Tiamat – Amanethes – Review

tiamat200Tiamat

Amanethes (Nuclear Blast)
By Scott Hefflon

It’s a sign of the times when a Tiamat album comes out and flies under my radar. I love Tiamat and have since ’94’s Wildhoney. I have that CD in my faves stack and the poster on my wall. And two or three others in the faves collection (but no posters) plus the side-project, Lucyfire’s This Dollar Saved My Life at Whitehorse. Yeah, I’m a fan. That fact that a solid album like this can come out and a long-time fan doesn’t notice is a problem record labels are surely facing after slashing their ad/banner budgets.

Amanethes is a clunky name for a record, especially after Judas Christ, Skeleton Skeletron, A Deeper Kind of Slumber, and the aforementioned Wildhoney (and, evidently, Prey, in 2003, which I missed as well).

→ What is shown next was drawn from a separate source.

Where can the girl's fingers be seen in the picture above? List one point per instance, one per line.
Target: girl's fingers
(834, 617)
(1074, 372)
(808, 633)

Amanethes starts off all bad-ass, like Moonspell trying not to be all Gothy. Song three, “Until the Hellhounds Sleep Again,” gets back to the somber dirge we all know and contemplate slitting our wrists to. Johan Edlund’s voice has gotten deeper, as well as more snarling (elsewhere). I still enjoy the purity of Wildhoney, which opens with doom and ends like Pink Floyd, and the trip is so seamless, you never snap to attention and say “what’s this shit?” Most CDs don’t have such flow, so to ask this or any CD to flow so effortlessly is too much to ask for casually.

My favorites, despite loving their doom roots, are the deep Gothic/atmospheric tunes. “Until the Hellhounds Sleep Again” (and later, the more doomy “Via Dolorosa”), like Lucyfire’s “Pure as Sin,” are plodding, past the point of glam ballad. If “Home Sweet Home” made you light your lighter in the air, these’ll make you flick your Bic, stare deeply into it, and contemplate, well, whatever it is that you personally contemplate while staring into flames.

“Misantropolis” and its closer, the instrumental “Amanitis,” are glorious. It’s the sound of standing on the rocks at night, the waves crashing rhythmically about you, of foaming abuse and silent withdrawal (never underestimate the power of the undertow), the steady, strong wind in your face, the full moon and stars shining from above, the cosmos almost seeming touchable amidst the never-ending crashing of the sea upon the shore.

Closing doomers “Circle” and “Amanes” come close to Wildhoney‘s ability to close the CD dramatically after opening heavily, but they’re too heavy-handed, and not as effortlessly breathy and “there’s always someone wishing you dead whilst you sleep.” So yeah, three years in Greece has done Edlund well, but after many good songs on many good albums, the bar is set high for such a band.